Preparation of documents: We can prepare the necessary legal documents required for the registration process, including the Memorandum of Association (MoA), Articles of Association (AoA), and other required documents.

Verification of documents: We can verify the accuracy of the documents prepared and ensure that all the required documents are in order before submitting them to the Registrar of Companies (ROC).

Liaison with ROC: We can liaise with the ROC on behalf of the company, ensuring that all the necessary formalities are completed and any queries or issues raised by the ROC are addressed promptly.

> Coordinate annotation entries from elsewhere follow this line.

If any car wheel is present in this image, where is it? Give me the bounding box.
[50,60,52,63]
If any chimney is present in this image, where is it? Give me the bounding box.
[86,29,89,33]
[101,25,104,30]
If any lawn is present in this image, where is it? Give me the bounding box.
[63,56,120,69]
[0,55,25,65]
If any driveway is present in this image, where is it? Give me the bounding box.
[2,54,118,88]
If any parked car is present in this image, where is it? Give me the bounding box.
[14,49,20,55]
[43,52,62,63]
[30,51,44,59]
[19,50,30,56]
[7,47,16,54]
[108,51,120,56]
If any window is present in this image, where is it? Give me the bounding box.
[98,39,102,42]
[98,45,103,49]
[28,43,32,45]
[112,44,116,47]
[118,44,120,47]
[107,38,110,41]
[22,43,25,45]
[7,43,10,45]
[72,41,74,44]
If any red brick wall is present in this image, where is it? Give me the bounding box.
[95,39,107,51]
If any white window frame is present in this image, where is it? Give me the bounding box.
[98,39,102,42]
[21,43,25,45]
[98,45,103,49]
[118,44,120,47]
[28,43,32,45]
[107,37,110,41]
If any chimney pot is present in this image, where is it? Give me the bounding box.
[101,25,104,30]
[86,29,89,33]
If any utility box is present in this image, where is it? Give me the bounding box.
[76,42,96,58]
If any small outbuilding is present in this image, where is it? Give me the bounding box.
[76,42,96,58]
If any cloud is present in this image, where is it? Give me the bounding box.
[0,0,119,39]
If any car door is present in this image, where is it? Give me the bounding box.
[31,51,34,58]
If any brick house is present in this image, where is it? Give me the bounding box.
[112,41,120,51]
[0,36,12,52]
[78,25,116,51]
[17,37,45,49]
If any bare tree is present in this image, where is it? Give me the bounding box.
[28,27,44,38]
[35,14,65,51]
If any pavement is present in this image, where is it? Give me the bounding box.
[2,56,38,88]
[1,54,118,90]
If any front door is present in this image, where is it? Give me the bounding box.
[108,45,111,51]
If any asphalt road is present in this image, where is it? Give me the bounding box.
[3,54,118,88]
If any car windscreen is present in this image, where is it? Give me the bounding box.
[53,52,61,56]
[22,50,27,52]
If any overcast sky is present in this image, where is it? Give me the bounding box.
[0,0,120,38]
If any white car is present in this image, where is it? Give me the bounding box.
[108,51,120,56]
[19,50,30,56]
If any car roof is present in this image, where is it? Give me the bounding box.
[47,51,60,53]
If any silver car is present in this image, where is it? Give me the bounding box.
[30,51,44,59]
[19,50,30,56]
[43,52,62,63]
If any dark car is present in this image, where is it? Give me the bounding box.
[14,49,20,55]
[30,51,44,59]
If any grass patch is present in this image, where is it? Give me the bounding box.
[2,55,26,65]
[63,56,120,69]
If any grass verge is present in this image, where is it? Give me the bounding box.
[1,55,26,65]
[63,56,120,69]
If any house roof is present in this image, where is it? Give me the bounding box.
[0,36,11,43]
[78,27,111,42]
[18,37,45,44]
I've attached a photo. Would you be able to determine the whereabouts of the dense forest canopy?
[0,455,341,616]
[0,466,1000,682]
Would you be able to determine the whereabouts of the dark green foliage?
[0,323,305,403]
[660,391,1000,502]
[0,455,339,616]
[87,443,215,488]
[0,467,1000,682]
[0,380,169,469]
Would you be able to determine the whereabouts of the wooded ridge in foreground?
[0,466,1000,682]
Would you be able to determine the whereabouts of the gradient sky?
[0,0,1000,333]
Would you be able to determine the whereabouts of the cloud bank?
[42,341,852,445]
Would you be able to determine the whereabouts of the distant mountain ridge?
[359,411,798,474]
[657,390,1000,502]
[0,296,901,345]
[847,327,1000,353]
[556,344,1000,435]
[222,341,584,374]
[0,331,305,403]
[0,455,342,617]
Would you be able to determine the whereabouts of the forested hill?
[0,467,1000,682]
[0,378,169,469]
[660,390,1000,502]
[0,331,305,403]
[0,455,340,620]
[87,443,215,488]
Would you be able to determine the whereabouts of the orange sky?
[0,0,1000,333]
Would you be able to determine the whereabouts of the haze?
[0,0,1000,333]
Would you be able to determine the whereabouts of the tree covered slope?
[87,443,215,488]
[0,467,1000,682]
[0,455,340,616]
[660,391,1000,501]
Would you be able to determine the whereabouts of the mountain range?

Compliance with legal requirements: We can advise on the various legal requirements that need to be complied with, such as obtaining the Director Identification Number (DIN) and Digital Signature Certificate (DSC), paying the requisite fees, and obtaining necessary licenses and registrations.

Post-registration compliance: We can provide guidance on the various compliance requirements that need to be fulfilled post-registration, such as filing annual returns, maintaining statutory registers, and conducting board meetings.

We can provide end-to-end assistance in registering a private limited company, ensuring that the process is completed smoothly and in compliance with all legal requirements.

Document Required

Proof of identification of all the company’s directors and shareholders (partners in the case of an LLP) Any one of the below documents can be submitted as proof of identification:

Pan card, Aadhar card, driving license, passport

Proof of address of all the directors and shareholders (partners in the case of an LLP) Any one of the below documents can be submitted as address proof:

Latest telephone bill (not older than 2 months)

Latest electricity bill (not older than 2 months)

Bank account statement having address

DIN (DPIN in the case of an LLP) and DSC of all the directors.